Simple economics meant that homoerotic scenes of women in art were typically designed to cater to the male gaze for the purposes of titillation. One exception was depictions of lesbian erotics in genre scenes of witchcraft that often drew on male anxiety about powerful and dangerous women, conflating lesbian sexuality with anti-male magical activity. (That is, the scenes may still have been created for the male gaze, but not likely for titillation.)

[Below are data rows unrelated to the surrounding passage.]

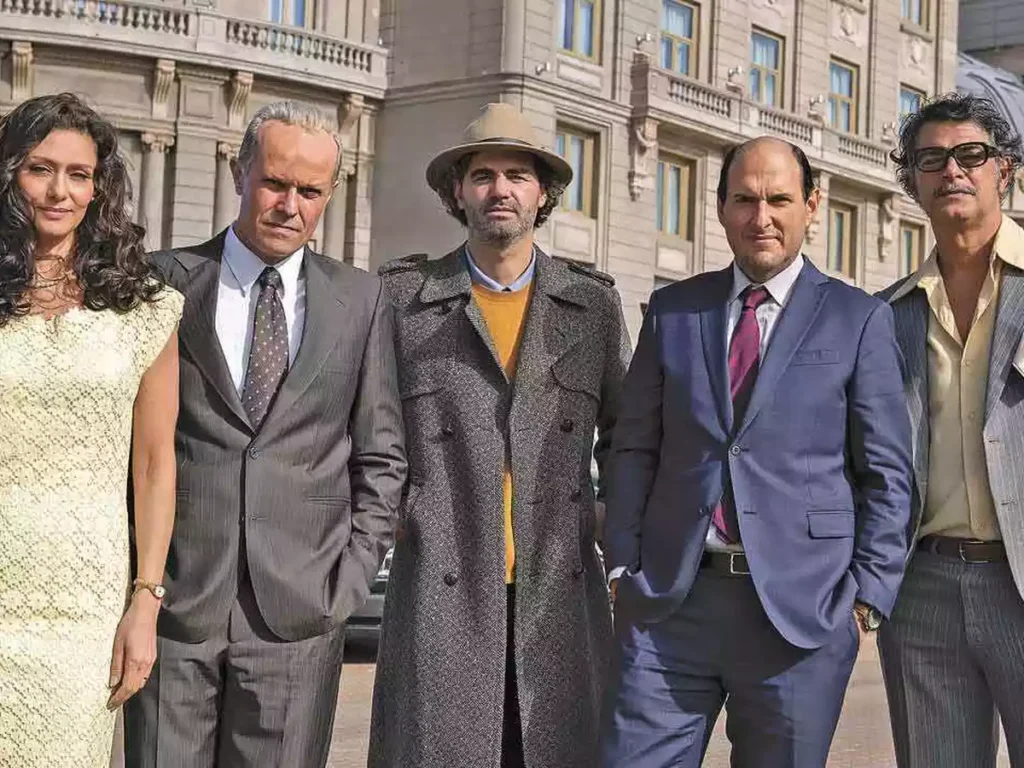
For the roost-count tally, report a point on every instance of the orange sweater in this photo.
(504, 313)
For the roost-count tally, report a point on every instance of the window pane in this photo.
(667, 48)
(677, 18)
(587, 28)
(566, 19)
(659, 198)
(576, 160)
(684, 58)
(674, 173)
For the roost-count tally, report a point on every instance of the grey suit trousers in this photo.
(952, 655)
(242, 698)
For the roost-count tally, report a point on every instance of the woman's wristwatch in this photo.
(157, 590)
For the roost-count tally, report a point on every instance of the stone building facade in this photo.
(180, 79)
(644, 95)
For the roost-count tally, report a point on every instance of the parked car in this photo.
(365, 625)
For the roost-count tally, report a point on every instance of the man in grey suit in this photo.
(951, 652)
(291, 465)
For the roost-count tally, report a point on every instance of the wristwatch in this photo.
(157, 590)
(868, 616)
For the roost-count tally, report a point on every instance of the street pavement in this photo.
(862, 739)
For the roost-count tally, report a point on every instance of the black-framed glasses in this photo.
(970, 155)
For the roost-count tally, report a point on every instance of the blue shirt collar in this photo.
(491, 284)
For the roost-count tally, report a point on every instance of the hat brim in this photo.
(439, 165)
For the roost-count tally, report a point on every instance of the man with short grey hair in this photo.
(291, 464)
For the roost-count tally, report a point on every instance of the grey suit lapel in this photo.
(198, 332)
(713, 337)
(910, 314)
(803, 306)
(1007, 336)
(453, 280)
(321, 334)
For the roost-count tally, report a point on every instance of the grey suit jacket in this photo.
(312, 497)
(1004, 427)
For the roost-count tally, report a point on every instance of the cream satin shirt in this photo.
(960, 500)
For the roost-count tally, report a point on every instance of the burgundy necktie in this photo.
(744, 358)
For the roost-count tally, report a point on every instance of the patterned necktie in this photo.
(744, 359)
(268, 350)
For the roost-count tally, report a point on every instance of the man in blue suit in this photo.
(759, 492)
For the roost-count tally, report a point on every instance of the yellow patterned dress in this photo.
(67, 390)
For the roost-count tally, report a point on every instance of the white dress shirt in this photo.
(767, 314)
(237, 294)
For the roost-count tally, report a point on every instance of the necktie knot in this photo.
(755, 297)
(270, 278)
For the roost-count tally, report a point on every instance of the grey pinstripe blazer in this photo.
(1004, 428)
(311, 497)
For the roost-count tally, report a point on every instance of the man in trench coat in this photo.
(497, 630)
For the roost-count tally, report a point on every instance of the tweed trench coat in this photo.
(440, 677)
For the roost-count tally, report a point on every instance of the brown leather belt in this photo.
(726, 563)
(965, 550)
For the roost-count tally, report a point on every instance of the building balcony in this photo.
(726, 117)
(200, 36)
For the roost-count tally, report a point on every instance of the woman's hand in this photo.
(134, 648)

In religious art, images of close emotional bonds betwen women were often depicted using physical gestures to indicate spiritual connections and conferral of authority. This appears in art showing Saint Teresa and her rival spiritual heirs in a sort of religious propaganda art staking claims to her legacy using imagery of closeness and inseparability.
Velasco includes a discussion of visual art associated with Nicholas Chorier’s pornographic Satyra Sotadica showing a frontispiece with a group of upper class Spanish women shopping in a “dildo market” with wares hung up on display as in a butcher’s shop. This seems to be included on the basis that Chorier’s work was alleged to be a translation of a dialogue by the 16th century Spanish poet and humanist Luisa Sigea. Sigea did write dialogues between women expressing passionate friendship. [Note: Velasco seems at first to treat the connection to Sigea as solidly evidenced but then appears to agree with other sources that the connection with Sigea is entirely fictitious and was, in part, intended to imply a genuine female authorship for Chorier’s female-voice dialogue.]
Beliefs in gender essentialism with regard to sexuality led to an emphasis in descriptions of women with same-sex desires as being masculine in appearance (or at least unfeminine). Contemporaries of María de Zayas suggest she may have been viewed as “manly” in appearance as well as in literary talent. Other writers compared her poetic talent to Sappho, possibly intending implications about her sexuality. Zayas herself excluded Sappho from her list of dedicatory “foremothers” possibly suggesting that she herself was anxious about what people would read into the comparison. There is some evidence that Zayas lived with a fellow female poet, Ana Caro, but the nature of their relationshp must be entirely speculative.
The Mexican poet Sor Juana Inés de la Cruz (later 17th century) wrote poems to multiple women (including her patroness) that used amorous language and imagery, such as, “I love you with so much passion...My love for you was so strong I could see you in my soul and talk to you all day long...Let my love be ever doomed if guilty in its intent, for loving you is a crime of which I will never repent.” And in another work, “I aspire that your love and my good wine will draw you hither, and to tumble you to bed I can conspire.” Historians writing of Sor Juana and other examples of suggestive evidence between nuns often dismiss the possibility of same-sex desire out of hand on a presumption that they would have needed to learn about homoerotic love before being able to experience it, and that they were “too young” to understand the implication of such desires. [Some things never change.]